Gluing filtered object from associated graded pieces

Question

So, I believe the following result is correct but do not know the exact reference (and not sure to what extent what I'm saying is true). If anyone could give a reference for this it would be great.

1) Consider three objects in some abelian category, $F_1, F_2, F_3$. Then objects with filtrations $F^1 \subset F^2 \subset F^3$ such that $F^1 = F_1, F^2/F^1 = F_2, F^3/F^2 = F_3$ are classified by triples $(\alpha, \beta, \gamma)$ of extension elements, $\alpha \in Ext^1(F_2, F_1), \beta \in Ext^1(F_3, F_2), \gamma \in Ext^1(F_3, F_1)$, such that the Yoneda product $\alpha \beta \in Ext^2(F_3, F_1)$ vanishes.

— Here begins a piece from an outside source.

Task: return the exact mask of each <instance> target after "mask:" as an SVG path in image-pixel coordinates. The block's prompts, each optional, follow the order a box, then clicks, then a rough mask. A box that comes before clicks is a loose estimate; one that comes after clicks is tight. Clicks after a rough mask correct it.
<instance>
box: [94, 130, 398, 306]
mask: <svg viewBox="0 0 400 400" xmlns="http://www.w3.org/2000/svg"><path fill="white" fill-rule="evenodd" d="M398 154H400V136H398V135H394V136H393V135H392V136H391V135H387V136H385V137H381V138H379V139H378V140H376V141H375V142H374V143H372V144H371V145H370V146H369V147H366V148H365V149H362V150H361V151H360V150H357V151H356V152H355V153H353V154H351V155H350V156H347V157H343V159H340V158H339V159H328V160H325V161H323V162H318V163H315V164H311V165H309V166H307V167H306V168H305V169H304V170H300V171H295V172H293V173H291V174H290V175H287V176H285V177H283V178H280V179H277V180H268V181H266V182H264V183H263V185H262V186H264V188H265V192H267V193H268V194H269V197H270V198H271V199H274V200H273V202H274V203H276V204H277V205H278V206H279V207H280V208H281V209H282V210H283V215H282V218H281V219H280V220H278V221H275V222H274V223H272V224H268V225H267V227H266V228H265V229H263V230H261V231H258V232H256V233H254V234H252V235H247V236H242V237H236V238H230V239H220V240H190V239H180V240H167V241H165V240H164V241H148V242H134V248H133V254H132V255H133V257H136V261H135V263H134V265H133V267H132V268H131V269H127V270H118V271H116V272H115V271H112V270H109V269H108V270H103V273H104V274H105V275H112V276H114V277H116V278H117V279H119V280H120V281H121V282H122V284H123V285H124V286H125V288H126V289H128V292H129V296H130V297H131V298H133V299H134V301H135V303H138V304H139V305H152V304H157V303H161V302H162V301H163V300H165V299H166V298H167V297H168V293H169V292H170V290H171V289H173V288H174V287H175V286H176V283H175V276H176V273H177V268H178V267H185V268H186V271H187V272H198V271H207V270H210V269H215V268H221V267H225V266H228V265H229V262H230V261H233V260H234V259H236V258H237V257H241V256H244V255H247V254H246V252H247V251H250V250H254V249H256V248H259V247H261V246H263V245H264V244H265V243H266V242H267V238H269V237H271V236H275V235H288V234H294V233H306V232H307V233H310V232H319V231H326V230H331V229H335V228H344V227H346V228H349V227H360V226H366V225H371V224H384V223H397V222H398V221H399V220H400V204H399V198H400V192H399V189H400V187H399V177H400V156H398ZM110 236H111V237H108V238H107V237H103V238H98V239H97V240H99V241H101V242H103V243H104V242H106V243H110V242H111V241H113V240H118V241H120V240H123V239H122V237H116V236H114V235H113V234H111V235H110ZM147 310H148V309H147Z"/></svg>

2) Similar result should hold for any amount of objects at least for the case of linear category in characteristic zero - the ways of gluing objects $F_1, ..., F_n$ into a filtered object $F^1 \subset F^2 \subset ... \subset F^n$ such that $F^k / F^{k-1} = F_k$ should be classified by Maurer-Cartan elements in the algebra $\bigoplus_{j>i}RHom^{\bullet}(F_j, F_i)$ (considered as either dgla or L-infinity algebra).

I also know that this type of questions frequently appear in the theory of mixed hodge structures (but unable to find any direct reference, too).

Edit: added forgotten $\gamma$

Answer 1

Here is how I would think about this: $\alpha \in Ext^1(F_2,F_1)$ corresponds to a short exact sequence $$0 \rightarrow F_1 \xrightarrow{i} F(1,2) \xrightarrow{p} F_2 \rightarrow 0.$$ Similarly $\beta \in Ext^1(F_3,F_2)$ corresponds to a short exact sequence $$0 \rightarrow F_2 \rightarrow F(2,3) \rightarrow F_3 \rightarrow 0.$$ The first short exact sequence induces a long exact sequence including $$ Hom(F_3,F_2) \xrightarrow{\alpha \circ} Ext^1(F_3,F_1) \xrightarrow{i_*} Ext^1(F_3,F(1,2)) \xrightarrow{p_*} Ext^1(F_3,F_2) \xrightarrow{\alpha \circ} Ext^2(F_3,F_1),$$ and from this one sees that an $F(1,2,3) \in Ext^1(F_3,F(1,2))$ exists such that $F(1,2,3)/F_1 = F(2,3)$ if and only if $\alpha \circ \beta = 0 \in Ext^2(F_3,F_1)$. Furthermore, choices correspond to the image of $i_*$. Perhaps this is the classification you desire. I don't know of a reference, but the argument is just using basic triangulated category/homological algebra techniques.

Understanding filtered objects with 4 or more composition factors leads one quickly to Massey products. Ambiguities tend to get out of hand unless one has something special going on in the case in hand.